Nachbetrachtung zum Volksbegehren „Arbeitslosengeld Rauf!“


Das Volksbegehren „Arbeitslosengeld Rauf!“ wurde von 86.217 Menschen unterstützt. Das notwendige Quorum von 100.000 Unterstützer*innen wurde damit leider nicht erreicht. Obwohl es ein beachtliche Zahl ist, bedeutet es, dass die Forderungen des Volksbegehrens nicht im Parlament behandelt werden.

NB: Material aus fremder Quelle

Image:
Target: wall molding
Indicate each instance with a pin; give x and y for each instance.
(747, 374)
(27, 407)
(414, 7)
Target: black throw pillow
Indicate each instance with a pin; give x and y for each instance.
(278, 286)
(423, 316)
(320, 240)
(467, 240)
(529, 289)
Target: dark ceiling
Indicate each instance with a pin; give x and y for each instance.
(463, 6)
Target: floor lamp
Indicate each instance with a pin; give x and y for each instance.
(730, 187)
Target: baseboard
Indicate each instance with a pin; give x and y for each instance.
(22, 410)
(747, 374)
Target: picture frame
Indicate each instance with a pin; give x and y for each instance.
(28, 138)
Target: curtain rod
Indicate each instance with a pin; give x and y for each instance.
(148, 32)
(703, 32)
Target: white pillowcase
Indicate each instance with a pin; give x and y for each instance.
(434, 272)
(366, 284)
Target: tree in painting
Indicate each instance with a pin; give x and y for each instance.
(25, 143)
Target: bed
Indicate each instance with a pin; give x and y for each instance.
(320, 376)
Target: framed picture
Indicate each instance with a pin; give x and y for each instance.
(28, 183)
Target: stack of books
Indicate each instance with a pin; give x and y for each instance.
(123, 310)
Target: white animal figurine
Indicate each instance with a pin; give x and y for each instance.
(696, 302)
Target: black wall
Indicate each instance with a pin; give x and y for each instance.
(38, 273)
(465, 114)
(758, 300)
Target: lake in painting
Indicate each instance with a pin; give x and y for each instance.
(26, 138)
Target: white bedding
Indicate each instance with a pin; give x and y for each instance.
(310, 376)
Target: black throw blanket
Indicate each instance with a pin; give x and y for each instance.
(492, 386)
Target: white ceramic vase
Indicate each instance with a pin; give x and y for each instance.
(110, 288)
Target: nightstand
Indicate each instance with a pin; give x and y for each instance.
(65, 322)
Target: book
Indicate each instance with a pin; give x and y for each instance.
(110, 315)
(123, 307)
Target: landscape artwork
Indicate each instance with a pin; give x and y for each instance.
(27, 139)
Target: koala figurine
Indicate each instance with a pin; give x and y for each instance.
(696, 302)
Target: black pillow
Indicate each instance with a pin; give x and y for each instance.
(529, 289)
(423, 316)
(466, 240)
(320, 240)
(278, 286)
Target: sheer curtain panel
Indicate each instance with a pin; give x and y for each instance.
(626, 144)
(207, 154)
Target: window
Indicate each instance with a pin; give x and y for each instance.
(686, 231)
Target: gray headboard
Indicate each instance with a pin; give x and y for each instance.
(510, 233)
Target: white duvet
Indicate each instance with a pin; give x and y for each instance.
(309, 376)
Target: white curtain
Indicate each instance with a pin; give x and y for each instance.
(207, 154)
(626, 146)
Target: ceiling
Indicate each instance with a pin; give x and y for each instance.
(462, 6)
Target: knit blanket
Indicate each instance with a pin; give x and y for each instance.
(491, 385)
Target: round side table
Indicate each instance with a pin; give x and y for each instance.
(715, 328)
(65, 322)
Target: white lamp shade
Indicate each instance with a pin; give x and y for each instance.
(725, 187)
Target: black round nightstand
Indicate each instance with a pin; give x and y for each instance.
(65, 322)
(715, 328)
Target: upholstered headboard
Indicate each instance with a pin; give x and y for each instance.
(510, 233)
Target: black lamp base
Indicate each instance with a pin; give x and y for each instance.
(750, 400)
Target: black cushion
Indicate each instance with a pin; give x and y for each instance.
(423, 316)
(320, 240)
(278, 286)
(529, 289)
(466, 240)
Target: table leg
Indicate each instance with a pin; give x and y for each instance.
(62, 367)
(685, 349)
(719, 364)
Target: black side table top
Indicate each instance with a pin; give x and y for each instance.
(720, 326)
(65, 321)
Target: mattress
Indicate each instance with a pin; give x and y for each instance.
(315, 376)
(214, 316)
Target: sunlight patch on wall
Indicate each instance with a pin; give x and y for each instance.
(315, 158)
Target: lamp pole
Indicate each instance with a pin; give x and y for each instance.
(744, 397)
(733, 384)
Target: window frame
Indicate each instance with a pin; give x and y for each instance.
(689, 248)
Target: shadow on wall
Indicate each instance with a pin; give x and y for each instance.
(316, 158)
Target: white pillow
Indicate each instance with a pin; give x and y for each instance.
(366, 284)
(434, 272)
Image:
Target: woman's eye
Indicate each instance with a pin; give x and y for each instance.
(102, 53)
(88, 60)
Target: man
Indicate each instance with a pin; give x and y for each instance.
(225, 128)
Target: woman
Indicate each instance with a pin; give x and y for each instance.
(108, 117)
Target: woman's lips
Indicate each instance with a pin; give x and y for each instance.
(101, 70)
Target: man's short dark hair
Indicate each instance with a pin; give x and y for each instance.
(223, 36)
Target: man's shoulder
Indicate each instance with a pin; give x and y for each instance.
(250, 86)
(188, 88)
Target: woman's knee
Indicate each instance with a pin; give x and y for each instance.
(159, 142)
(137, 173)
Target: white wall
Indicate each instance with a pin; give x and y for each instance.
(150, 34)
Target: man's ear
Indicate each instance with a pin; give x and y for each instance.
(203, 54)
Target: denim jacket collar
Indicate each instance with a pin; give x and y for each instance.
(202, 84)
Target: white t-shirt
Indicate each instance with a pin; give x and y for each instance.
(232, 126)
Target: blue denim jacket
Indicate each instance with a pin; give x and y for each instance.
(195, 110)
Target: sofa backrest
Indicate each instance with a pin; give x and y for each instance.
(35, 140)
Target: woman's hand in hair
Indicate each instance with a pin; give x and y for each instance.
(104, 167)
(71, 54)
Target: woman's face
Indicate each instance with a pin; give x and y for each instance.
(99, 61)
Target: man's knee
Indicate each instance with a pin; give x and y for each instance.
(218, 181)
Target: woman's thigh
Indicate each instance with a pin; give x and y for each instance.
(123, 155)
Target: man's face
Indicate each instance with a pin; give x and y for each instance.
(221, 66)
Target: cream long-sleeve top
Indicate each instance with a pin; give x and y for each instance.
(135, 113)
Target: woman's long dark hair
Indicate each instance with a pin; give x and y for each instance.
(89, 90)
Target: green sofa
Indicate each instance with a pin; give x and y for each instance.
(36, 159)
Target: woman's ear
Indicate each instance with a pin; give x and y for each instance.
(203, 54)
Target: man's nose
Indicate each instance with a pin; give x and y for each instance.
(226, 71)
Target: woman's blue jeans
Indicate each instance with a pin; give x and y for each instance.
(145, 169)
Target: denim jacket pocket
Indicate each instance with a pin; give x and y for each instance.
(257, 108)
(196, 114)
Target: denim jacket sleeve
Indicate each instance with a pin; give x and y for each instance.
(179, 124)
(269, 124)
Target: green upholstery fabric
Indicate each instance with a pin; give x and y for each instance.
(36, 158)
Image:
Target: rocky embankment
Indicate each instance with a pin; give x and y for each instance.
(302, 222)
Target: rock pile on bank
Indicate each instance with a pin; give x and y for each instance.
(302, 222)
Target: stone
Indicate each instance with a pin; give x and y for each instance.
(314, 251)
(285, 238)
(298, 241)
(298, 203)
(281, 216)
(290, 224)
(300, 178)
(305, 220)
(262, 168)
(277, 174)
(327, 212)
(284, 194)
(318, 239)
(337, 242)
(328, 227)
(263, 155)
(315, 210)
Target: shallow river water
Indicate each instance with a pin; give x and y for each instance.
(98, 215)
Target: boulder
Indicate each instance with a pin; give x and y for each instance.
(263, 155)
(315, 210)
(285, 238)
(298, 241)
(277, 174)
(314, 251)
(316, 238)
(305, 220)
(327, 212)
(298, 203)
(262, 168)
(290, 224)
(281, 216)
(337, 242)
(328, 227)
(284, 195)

Dabei ist die Erfüllung der Forderungen nach einem höheren Arbeitslosengeld längst überfällig. Im europäischen Vergleich zeigt sich, das österreichische System der Arbeitslosenversicherung ist knausrig zu jenen, die es in Notlagen brauchen und zuvor eingezahlt haben. Von 55 % des vorigen Einkommens können viele nicht leben, schon gar nicht wenn der Lohn schon vorher niedrig war. Ebenso wichtig ist die Forderung nach Entschärfung der Zumutbarkeitsbestimmungen. Zu schnell wird man gesperrt vom Arbeitslosengeld, zu schnell wird man gedrängt eine Job anzunehmen, der in weiter Ferne liegt, der mit der Lebenssituation nicht vereinbar ist oder nicht zum Berufsausbildung oder den Jobwünschen passt.
Diese Anliegen bleiben trotzdem zentral auch für die Reform der Arbeitslosenversicherung die Minister Kocher nun schon seit längerem plant.

Aber wie kann es sein, dass nur so wenige das Volksbegehren unterschrieben haben?

Warum scheinen den Menschen andere Themen (der anderen Volksbegehren) wichtiger zu sein?

Was hätten wir als Proponent*innen anders machen müssen?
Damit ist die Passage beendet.